Jean Ritchie — considered one of the most influential preservationists of traditional Appalachian music and a primary source of inspiration behind the folk-music revival of the 1960s — passed away on June 1 in her home in Berea, Kentucky. She was 92.

Born on Dec. 8, 1922, in Viper, Kentucky, into a family of 14 children, Ritchie became world famous as an Appalachian-fretted-dulcimer player, singer and scholar of the traditional Scots-Irish songs of her ancestors.

After earning a bachelor’s degree in social work from the University of Kentucky in 1946, she moved to New York City and brought her dulcimer along with her.

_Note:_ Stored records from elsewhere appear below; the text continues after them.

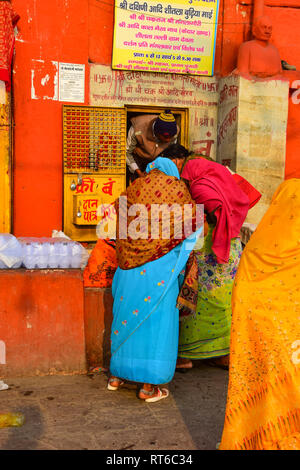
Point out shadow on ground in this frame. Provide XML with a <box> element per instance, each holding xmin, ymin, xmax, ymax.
<box><xmin>0</xmin><ymin>364</ymin><xmax>228</xmax><ymax>450</ymax></box>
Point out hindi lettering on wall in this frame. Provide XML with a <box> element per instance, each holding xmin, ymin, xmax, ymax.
<box><xmin>112</xmin><ymin>0</ymin><xmax>220</xmax><ymax>76</ymax></box>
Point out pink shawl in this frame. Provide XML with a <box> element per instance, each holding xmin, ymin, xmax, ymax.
<box><xmin>181</xmin><ymin>159</ymin><xmax>249</xmax><ymax>263</ymax></box>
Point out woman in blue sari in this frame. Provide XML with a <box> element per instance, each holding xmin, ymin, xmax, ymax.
<box><xmin>108</xmin><ymin>148</ymin><xmax>202</xmax><ymax>402</ymax></box>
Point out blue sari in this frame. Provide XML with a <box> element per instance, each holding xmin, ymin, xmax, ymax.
<box><xmin>110</xmin><ymin>158</ymin><xmax>202</xmax><ymax>384</ymax></box>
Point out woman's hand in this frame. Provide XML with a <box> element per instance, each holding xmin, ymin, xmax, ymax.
<box><xmin>134</xmin><ymin>169</ymin><xmax>146</xmax><ymax>178</ymax></box>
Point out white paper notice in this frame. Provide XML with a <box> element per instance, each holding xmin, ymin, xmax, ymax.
<box><xmin>59</xmin><ymin>63</ymin><xmax>85</xmax><ymax>103</ymax></box>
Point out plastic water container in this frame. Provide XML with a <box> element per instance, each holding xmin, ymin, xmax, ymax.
<box><xmin>70</xmin><ymin>242</ymin><xmax>83</xmax><ymax>268</ymax></box>
<box><xmin>0</xmin><ymin>234</ymin><xmax>23</xmax><ymax>269</ymax></box>
<box><xmin>22</xmin><ymin>242</ymin><xmax>36</xmax><ymax>269</ymax></box>
<box><xmin>33</xmin><ymin>241</ymin><xmax>48</xmax><ymax>269</ymax></box>
<box><xmin>42</xmin><ymin>241</ymin><xmax>51</xmax><ymax>268</ymax></box>
<box><xmin>18</xmin><ymin>237</ymin><xmax>88</xmax><ymax>270</ymax></box>
<box><xmin>48</xmin><ymin>241</ymin><xmax>59</xmax><ymax>268</ymax></box>
<box><xmin>57</xmin><ymin>241</ymin><xmax>71</xmax><ymax>268</ymax></box>
<box><xmin>0</xmin><ymin>258</ymin><xmax>6</xmax><ymax>269</ymax></box>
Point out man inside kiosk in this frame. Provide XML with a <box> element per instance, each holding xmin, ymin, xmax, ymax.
<box><xmin>126</xmin><ymin>110</ymin><xmax>180</xmax><ymax>179</ymax></box>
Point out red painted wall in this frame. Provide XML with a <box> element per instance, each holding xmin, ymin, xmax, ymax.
<box><xmin>0</xmin><ymin>269</ymin><xmax>86</xmax><ymax>377</ymax></box>
<box><xmin>285</xmin><ymin>85</ymin><xmax>300</xmax><ymax>179</ymax></box>
<box><xmin>11</xmin><ymin>0</ymin><xmax>300</xmax><ymax>236</ymax></box>
<box><xmin>12</xmin><ymin>0</ymin><xmax>90</xmax><ymax>236</ymax></box>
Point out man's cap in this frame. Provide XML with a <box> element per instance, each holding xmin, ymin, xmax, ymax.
<box><xmin>154</xmin><ymin>110</ymin><xmax>177</xmax><ymax>137</ymax></box>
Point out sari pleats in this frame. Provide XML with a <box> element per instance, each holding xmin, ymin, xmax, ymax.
<box><xmin>220</xmin><ymin>179</ymin><xmax>300</xmax><ymax>450</ymax></box>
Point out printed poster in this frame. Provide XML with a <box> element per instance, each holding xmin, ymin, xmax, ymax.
<box><xmin>59</xmin><ymin>63</ymin><xmax>85</xmax><ymax>103</ymax></box>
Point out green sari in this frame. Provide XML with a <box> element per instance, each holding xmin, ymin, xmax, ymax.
<box><xmin>178</xmin><ymin>226</ymin><xmax>242</xmax><ymax>359</ymax></box>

The instrument became a curiosity in her new urban home, and Ritchie's love of singing and performing caught the ear of taste-makers in the city's burgeoning music scene.

In the 1940s, Ritchie was recorded by famed folklorist Alan Lomax as part of his Archive of Folk Song, now enshrined in the Library of Congress.

She performed famously at the first-ever Newport Folk Festival in 1959, was a fixture in Manhattan's Greenwich Village coffeehouses and went on to release numerous albums of traditional music, gracing some of the world's most prestigious stages like Carnegie Hall in New York and the Royal Albert Hall in London along the way.

In 1996, a film about her life called Mountain Born: The Jean Ritchie Story was released, and she was awarded a  National Heritage Fellowship from the National Endowment for the Arts in 2002.

Describing her style of singing as “‘Decorating’ a song with shakes and quivers in the old way, shaking up a note and quivering down," Ritchie's lifetime of musical devotion helped carry the fading oral traditions of her mountain home to a new generation of artists and fans.

Ritchie is survived by a brother and two sons, as well as a large extended family.